Pese a ello, quizá por su condición de mujer, quizá por la de protestante, o tal vez debido a ambas, durante los años siguientes los artículos científicos sobre el que posiblemente era unos de los descubrimientos paleontológicos más importantes hasta el momento, obviaron la figura de Anning.
Sin embargo, esto no sería motivo de desánimo para la joven paleontóloga, quien solo 5 años más tarde, en 1823, realizaría el descubrimiento de otra de las criaturas más representativas del jurásico, un plesiosaurio que pronto llamaría la atención de uno de los científicos más respetados de la época, el zoólogo Georges Cuvier. Dícese que el fósil era tan extraño y el hallazgo se difundió tan rápidamente que algunos, incluido el propio Cuvier, llegaron a dudar de su autenticidad. El descubrimiento de Anning, no obstante, suscitó una reunión especial de la misma Sociedad Geológica de Londres, a la que la paleontóloga no fue invitada, pero en la que muchos científicos, tras un intenso debate, aceptaron haber contradicho erróneamente a Anning.

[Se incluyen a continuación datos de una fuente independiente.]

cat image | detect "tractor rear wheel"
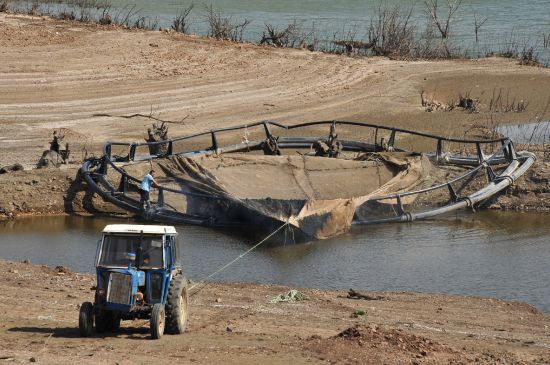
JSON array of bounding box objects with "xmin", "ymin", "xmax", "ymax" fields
[
  {"xmin": 166, "ymin": 275, "xmax": 189, "ymax": 335},
  {"xmin": 149, "ymin": 303, "xmax": 166, "ymax": 340},
  {"xmin": 78, "ymin": 302, "xmax": 94, "ymax": 337}
]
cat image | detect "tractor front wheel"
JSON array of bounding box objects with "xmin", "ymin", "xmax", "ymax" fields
[
  {"xmin": 166, "ymin": 275, "xmax": 189, "ymax": 335},
  {"xmin": 78, "ymin": 302, "xmax": 94, "ymax": 337},
  {"xmin": 150, "ymin": 303, "xmax": 166, "ymax": 340}
]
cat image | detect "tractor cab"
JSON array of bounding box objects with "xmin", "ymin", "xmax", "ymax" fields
[{"xmin": 79, "ymin": 224, "xmax": 188, "ymax": 338}]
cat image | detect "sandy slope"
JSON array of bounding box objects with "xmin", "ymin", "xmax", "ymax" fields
[
  {"xmin": 0, "ymin": 14, "xmax": 550, "ymax": 165},
  {"xmin": 0, "ymin": 260, "xmax": 550, "ymax": 365}
]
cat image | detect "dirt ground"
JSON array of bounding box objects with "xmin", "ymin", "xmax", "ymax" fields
[
  {"xmin": 0, "ymin": 13, "xmax": 550, "ymax": 168},
  {"xmin": 0, "ymin": 13, "xmax": 550, "ymax": 217},
  {"xmin": 0, "ymin": 14, "xmax": 550, "ymax": 364},
  {"xmin": 0, "ymin": 260, "xmax": 550, "ymax": 364}
]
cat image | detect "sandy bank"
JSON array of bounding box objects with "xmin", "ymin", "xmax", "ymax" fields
[{"xmin": 0, "ymin": 260, "xmax": 550, "ymax": 364}]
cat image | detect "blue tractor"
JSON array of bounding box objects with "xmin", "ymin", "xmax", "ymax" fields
[{"xmin": 79, "ymin": 224, "xmax": 189, "ymax": 339}]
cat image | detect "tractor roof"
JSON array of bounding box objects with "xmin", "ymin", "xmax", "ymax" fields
[{"xmin": 103, "ymin": 224, "xmax": 178, "ymax": 235}]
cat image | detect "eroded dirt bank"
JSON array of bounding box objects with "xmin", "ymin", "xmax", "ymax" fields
[
  {"xmin": 0, "ymin": 14, "xmax": 550, "ymax": 166},
  {"xmin": 0, "ymin": 260, "xmax": 550, "ymax": 364}
]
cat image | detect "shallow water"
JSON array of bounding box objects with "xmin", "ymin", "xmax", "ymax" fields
[{"xmin": 0, "ymin": 212, "xmax": 550, "ymax": 312}]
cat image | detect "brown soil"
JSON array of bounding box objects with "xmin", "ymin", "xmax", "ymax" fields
[
  {"xmin": 0, "ymin": 14, "xmax": 550, "ymax": 364},
  {"xmin": 0, "ymin": 14, "xmax": 550, "ymax": 217},
  {"xmin": 0, "ymin": 260, "xmax": 550, "ymax": 364},
  {"xmin": 0, "ymin": 14, "xmax": 550, "ymax": 166}
]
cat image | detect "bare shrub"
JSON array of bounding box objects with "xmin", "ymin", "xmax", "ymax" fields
[
  {"xmin": 489, "ymin": 89, "xmax": 529, "ymax": 113},
  {"xmin": 133, "ymin": 15, "xmax": 158, "ymax": 29},
  {"xmin": 112, "ymin": 5, "xmax": 140, "ymax": 27},
  {"xmin": 0, "ymin": 0, "xmax": 10, "ymax": 13},
  {"xmin": 424, "ymin": 0, "xmax": 462, "ymax": 38},
  {"xmin": 57, "ymin": 10, "xmax": 76, "ymax": 20},
  {"xmin": 172, "ymin": 3, "xmax": 195, "ymax": 34},
  {"xmin": 518, "ymin": 45, "xmax": 541, "ymax": 66},
  {"xmin": 260, "ymin": 22, "xmax": 298, "ymax": 47},
  {"xmin": 206, "ymin": 5, "xmax": 251, "ymax": 41},
  {"xmin": 457, "ymin": 92, "xmax": 479, "ymax": 113},
  {"xmin": 98, "ymin": 5, "xmax": 113, "ymax": 25},
  {"xmin": 27, "ymin": 0, "xmax": 40, "ymax": 15},
  {"xmin": 368, "ymin": 6, "xmax": 415, "ymax": 58}
]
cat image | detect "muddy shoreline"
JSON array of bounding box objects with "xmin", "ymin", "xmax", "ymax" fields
[
  {"xmin": 0, "ymin": 13, "xmax": 550, "ymax": 219},
  {"xmin": 0, "ymin": 260, "xmax": 550, "ymax": 364},
  {"xmin": 0, "ymin": 149, "xmax": 550, "ymax": 220}
]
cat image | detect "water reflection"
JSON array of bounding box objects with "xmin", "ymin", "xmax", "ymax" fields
[{"xmin": 0, "ymin": 212, "xmax": 550, "ymax": 311}]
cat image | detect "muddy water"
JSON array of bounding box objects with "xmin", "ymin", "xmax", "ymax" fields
[{"xmin": 0, "ymin": 212, "xmax": 550, "ymax": 312}]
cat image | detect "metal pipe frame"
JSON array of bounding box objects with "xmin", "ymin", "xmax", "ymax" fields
[{"xmin": 82, "ymin": 120, "xmax": 536, "ymax": 227}]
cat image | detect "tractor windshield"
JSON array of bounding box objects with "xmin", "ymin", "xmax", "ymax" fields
[{"xmin": 98, "ymin": 235, "xmax": 164, "ymax": 269}]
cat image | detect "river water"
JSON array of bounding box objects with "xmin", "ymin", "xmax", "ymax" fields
[
  {"xmin": 104, "ymin": 0, "xmax": 550, "ymax": 62},
  {"xmin": 11, "ymin": 0, "xmax": 550, "ymax": 63},
  {"xmin": 0, "ymin": 212, "xmax": 550, "ymax": 312}
]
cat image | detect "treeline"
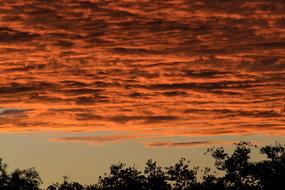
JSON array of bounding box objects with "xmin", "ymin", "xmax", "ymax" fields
[{"xmin": 0, "ymin": 142, "xmax": 285, "ymax": 190}]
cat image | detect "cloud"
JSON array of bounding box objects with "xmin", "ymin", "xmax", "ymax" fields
[
  {"xmin": 143, "ymin": 141, "xmax": 219, "ymax": 147},
  {"xmin": 0, "ymin": 0, "xmax": 285, "ymax": 146}
]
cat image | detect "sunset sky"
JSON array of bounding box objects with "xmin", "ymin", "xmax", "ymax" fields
[{"xmin": 0, "ymin": 0, "xmax": 285, "ymax": 187}]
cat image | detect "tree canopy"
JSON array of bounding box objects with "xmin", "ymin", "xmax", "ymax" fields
[{"xmin": 0, "ymin": 142, "xmax": 285, "ymax": 190}]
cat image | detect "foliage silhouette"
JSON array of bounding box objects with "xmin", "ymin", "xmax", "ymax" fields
[{"xmin": 0, "ymin": 141, "xmax": 285, "ymax": 190}]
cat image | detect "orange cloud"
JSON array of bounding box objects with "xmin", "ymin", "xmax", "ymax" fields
[{"xmin": 0, "ymin": 0, "xmax": 285, "ymax": 146}]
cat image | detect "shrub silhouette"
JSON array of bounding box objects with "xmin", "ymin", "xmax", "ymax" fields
[{"xmin": 0, "ymin": 141, "xmax": 285, "ymax": 190}]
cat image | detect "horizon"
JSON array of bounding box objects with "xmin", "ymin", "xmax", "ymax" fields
[{"xmin": 0, "ymin": 0, "xmax": 285, "ymax": 187}]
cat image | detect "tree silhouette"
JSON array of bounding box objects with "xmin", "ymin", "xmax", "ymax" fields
[
  {"xmin": 0, "ymin": 141, "xmax": 285, "ymax": 190},
  {"xmin": 144, "ymin": 160, "xmax": 171, "ymax": 190}
]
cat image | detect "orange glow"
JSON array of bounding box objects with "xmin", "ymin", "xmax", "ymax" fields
[{"xmin": 0, "ymin": 0, "xmax": 285, "ymax": 147}]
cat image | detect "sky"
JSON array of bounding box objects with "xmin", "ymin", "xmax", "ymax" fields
[{"xmin": 0, "ymin": 0, "xmax": 285, "ymax": 187}]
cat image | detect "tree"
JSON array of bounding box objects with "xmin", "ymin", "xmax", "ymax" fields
[
  {"xmin": 166, "ymin": 158, "xmax": 198, "ymax": 190},
  {"xmin": 8, "ymin": 168, "xmax": 42, "ymax": 190},
  {"xmin": 144, "ymin": 160, "xmax": 171, "ymax": 190},
  {"xmin": 255, "ymin": 144, "xmax": 285, "ymax": 190},
  {"xmin": 99, "ymin": 163, "xmax": 146, "ymax": 190}
]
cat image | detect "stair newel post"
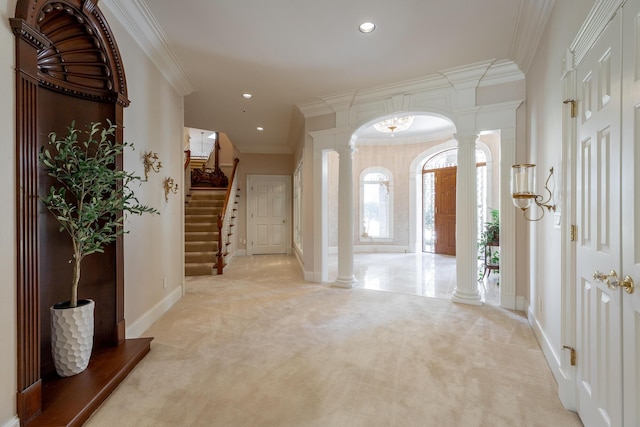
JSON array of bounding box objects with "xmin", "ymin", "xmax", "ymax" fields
[{"xmin": 216, "ymin": 211, "xmax": 224, "ymax": 274}]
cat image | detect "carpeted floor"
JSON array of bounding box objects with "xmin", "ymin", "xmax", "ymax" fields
[{"xmin": 86, "ymin": 256, "xmax": 582, "ymax": 427}]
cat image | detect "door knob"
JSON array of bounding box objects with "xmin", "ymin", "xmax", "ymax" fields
[
  {"xmin": 593, "ymin": 270, "xmax": 608, "ymax": 283},
  {"xmin": 593, "ymin": 270, "xmax": 635, "ymax": 294},
  {"xmin": 620, "ymin": 276, "xmax": 635, "ymax": 294},
  {"xmin": 593, "ymin": 270, "xmax": 620, "ymax": 291}
]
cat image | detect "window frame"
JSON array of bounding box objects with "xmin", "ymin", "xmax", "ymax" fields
[{"xmin": 358, "ymin": 166, "xmax": 394, "ymax": 242}]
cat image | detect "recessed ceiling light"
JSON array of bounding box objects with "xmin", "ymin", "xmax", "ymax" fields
[{"xmin": 358, "ymin": 22, "xmax": 376, "ymax": 33}]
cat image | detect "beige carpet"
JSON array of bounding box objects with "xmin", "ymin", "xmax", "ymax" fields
[{"xmin": 86, "ymin": 256, "xmax": 582, "ymax": 427}]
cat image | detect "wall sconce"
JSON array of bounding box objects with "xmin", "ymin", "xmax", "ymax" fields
[
  {"xmin": 142, "ymin": 151, "xmax": 162, "ymax": 181},
  {"xmin": 511, "ymin": 164, "xmax": 556, "ymax": 221},
  {"xmin": 164, "ymin": 178, "xmax": 178, "ymax": 202}
]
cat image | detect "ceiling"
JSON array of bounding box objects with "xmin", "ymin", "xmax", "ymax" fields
[{"xmin": 115, "ymin": 0, "xmax": 555, "ymax": 153}]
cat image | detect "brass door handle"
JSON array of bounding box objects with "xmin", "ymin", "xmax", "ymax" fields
[
  {"xmin": 593, "ymin": 270, "xmax": 620, "ymax": 291},
  {"xmin": 620, "ymin": 276, "xmax": 635, "ymax": 294},
  {"xmin": 593, "ymin": 270, "xmax": 635, "ymax": 294}
]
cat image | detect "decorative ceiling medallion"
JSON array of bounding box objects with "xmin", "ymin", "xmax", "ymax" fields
[{"xmin": 373, "ymin": 116, "xmax": 413, "ymax": 136}]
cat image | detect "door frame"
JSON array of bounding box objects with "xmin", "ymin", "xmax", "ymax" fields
[
  {"xmin": 560, "ymin": 0, "xmax": 625, "ymax": 411},
  {"xmin": 247, "ymin": 175, "xmax": 293, "ymax": 256}
]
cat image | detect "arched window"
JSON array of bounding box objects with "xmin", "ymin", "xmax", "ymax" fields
[{"xmin": 360, "ymin": 167, "xmax": 393, "ymax": 241}]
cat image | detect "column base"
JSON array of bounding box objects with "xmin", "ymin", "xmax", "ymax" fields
[
  {"xmin": 333, "ymin": 276, "xmax": 358, "ymax": 289},
  {"xmin": 451, "ymin": 289, "xmax": 482, "ymax": 305}
]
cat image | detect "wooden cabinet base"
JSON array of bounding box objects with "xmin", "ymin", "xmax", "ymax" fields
[{"xmin": 27, "ymin": 338, "xmax": 153, "ymax": 427}]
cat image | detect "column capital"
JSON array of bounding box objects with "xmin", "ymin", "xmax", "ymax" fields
[
  {"xmin": 336, "ymin": 145, "xmax": 358, "ymax": 159},
  {"xmin": 455, "ymin": 133, "xmax": 478, "ymax": 145}
]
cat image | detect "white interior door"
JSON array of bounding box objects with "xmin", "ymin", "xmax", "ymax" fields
[
  {"xmin": 247, "ymin": 175, "xmax": 291, "ymax": 255},
  {"xmin": 620, "ymin": 0, "xmax": 640, "ymax": 426},
  {"xmin": 576, "ymin": 9, "xmax": 627, "ymax": 427}
]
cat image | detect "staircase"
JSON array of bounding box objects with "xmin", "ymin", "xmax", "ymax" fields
[
  {"xmin": 189, "ymin": 157, "xmax": 208, "ymax": 170},
  {"xmin": 184, "ymin": 188, "xmax": 226, "ymax": 276}
]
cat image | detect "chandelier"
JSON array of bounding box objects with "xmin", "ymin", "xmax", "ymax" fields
[{"xmin": 373, "ymin": 116, "xmax": 413, "ymax": 136}]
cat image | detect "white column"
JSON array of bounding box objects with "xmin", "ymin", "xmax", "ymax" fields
[
  {"xmin": 335, "ymin": 146, "xmax": 356, "ymax": 288},
  {"xmin": 451, "ymin": 135, "xmax": 482, "ymax": 305}
]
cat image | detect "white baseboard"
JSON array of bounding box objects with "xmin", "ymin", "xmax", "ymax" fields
[
  {"xmin": 2, "ymin": 415, "xmax": 20, "ymax": 427},
  {"xmin": 527, "ymin": 308, "xmax": 564, "ymax": 394},
  {"xmin": 126, "ymin": 286, "xmax": 184, "ymax": 338},
  {"xmin": 327, "ymin": 245, "xmax": 415, "ymax": 255}
]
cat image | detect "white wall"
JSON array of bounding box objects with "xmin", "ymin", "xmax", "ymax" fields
[
  {"xmin": 518, "ymin": 0, "xmax": 595, "ymax": 378},
  {"xmin": 0, "ymin": 0, "xmax": 17, "ymax": 427}
]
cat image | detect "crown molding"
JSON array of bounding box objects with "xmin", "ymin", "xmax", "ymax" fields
[
  {"xmin": 478, "ymin": 60, "xmax": 524, "ymax": 87},
  {"xmin": 233, "ymin": 143, "xmax": 293, "ymax": 154},
  {"xmin": 511, "ymin": 0, "xmax": 556, "ymax": 73},
  {"xmin": 100, "ymin": 0, "xmax": 195, "ymax": 96},
  {"xmin": 569, "ymin": 0, "xmax": 625, "ymax": 69},
  {"xmin": 440, "ymin": 59, "xmax": 496, "ymax": 89}
]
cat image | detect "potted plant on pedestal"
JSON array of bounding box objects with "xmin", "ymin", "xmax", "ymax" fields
[{"xmin": 38, "ymin": 122, "xmax": 158, "ymax": 376}]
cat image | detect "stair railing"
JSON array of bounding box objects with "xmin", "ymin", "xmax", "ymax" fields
[
  {"xmin": 184, "ymin": 150, "xmax": 191, "ymax": 197},
  {"xmin": 216, "ymin": 158, "xmax": 240, "ymax": 274}
]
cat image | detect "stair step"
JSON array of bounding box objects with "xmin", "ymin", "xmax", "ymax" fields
[
  {"xmin": 188, "ymin": 199, "xmax": 224, "ymax": 209},
  {"xmin": 184, "ymin": 222, "xmax": 218, "ymax": 232},
  {"xmin": 184, "ymin": 263, "xmax": 214, "ymax": 276},
  {"xmin": 184, "ymin": 231, "xmax": 218, "ymax": 242},
  {"xmin": 184, "ymin": 204, "xmax": 222, "ymax": 216},
  {"xmin": 184, "ymin": 242, "xmax": 218, "ymax": 254},
  {"xmin": 184, "ymin": 215, "xmax": 218, "ymax": 224}
]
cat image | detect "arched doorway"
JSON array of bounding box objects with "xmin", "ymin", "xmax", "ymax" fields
[{"xmin": 421, "ymin": 148, "xmax": 487, "ymax": 255}]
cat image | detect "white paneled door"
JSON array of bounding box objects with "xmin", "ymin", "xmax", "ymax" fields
[
  {"xmin": 575, "ymin": 0, "xmax": 640, "ymax": 427},
  {"xmin": 247, "ymin": 175, "xmax": 291, "ymax": 255},
  {"xmin": 619, "ymin": 0, "xmax": 640, "ymax": 427}
]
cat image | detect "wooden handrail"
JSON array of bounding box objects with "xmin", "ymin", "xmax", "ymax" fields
[
  {"xmin": 216, "ymin": 158, "xmax": 240, "ymax": 274},
  {"xmin": 184, "ymin": 150, "xmax": 191, "ymax": 170}
]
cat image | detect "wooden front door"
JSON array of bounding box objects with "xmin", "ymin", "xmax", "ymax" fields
[{"xmin": 434, "ymin": 167, "xmax": 457, "ymax": 255}]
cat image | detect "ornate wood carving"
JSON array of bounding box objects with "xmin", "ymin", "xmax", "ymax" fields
[{"xmin": 10, "ymin": 0, "xmax": 140, "ymax": 425}]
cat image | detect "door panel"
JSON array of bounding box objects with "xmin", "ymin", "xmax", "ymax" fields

Pasados apenas 3 años, tras ahorrar el dinero suficiente, Anning abrió su negocio propio, una tienda de fósiles a la que llamó “Almacén de Fósiles Anning”. Sus años venideros estarían marcados por el descubrimientos de nuevas especies de reptiles extintos, entre los cuales quizá el más destacado fue el de un pterosaurio datado en 251 millones de años.
Descubrimientos, por otra parte, de los que se aprovecharon muchos científicos del momento, y de los cuales se servían para hacer sus publicaciones científicas sin tan siquiera la obligación de mencionar el protagonismo de Anning en sus trabajos, de quien se podía presumir tener unos conocimientos en materia de fósiles más profundos que cualquier paleontólogo de la época.
Pese a ello, hubo quien supo reconocer el talento y el buen hacer de Anning. Entre ellos cabe citar los nombres del anatomista y paleontólogo Richard Owen, quien en el año 1942 acuñaría por primera vez el término dinosaurio, “lagarto terrible”; el del también geólogo y paleontólogo William Buckland, quien escribió la primera descripción completa de un dinosaurio o el del geólogo y amigo de la infancia de Anning, Henry De la Beche, a quien los descubrimientos de la paleontóloga inspiraron a pintar un cuadro llamado“Duria Antiquior – A More Ancient Dorset”, la primera representación de la vida prehistórica basada en evidencias fósiles, la cual sembró la semilla de lo que hoy conocemos como paleoarte.
Con el paso del tiempo y gracias a sus propios méritos, Anning contó al menos con el apoyo de un círculo cercano de paleontólogos y científicos con los que en algunas ocasiones mantuvo una correspondencia por correo. Quizá, con el paso de los años hubiera logrado hacerse un sitio en el lugar que merecía si no fuera por que en 1847 un cáncer de mama acabó con su vida. Con motivo de su fallecimiento, De la Beche, su amigo y entonces presidente de la Sociedad Geológica de Londres escribió un obituario que fue publicado en las actas de la Sociedad, como la mayor parte de los reconocimientos públicos, entonces un honor solo reservado a los hombres. En el 2010, no obstante, Mary Anning fue reconocida por la Royal Society como una de las diez científicas británicas más influyentes de todos los tiempos.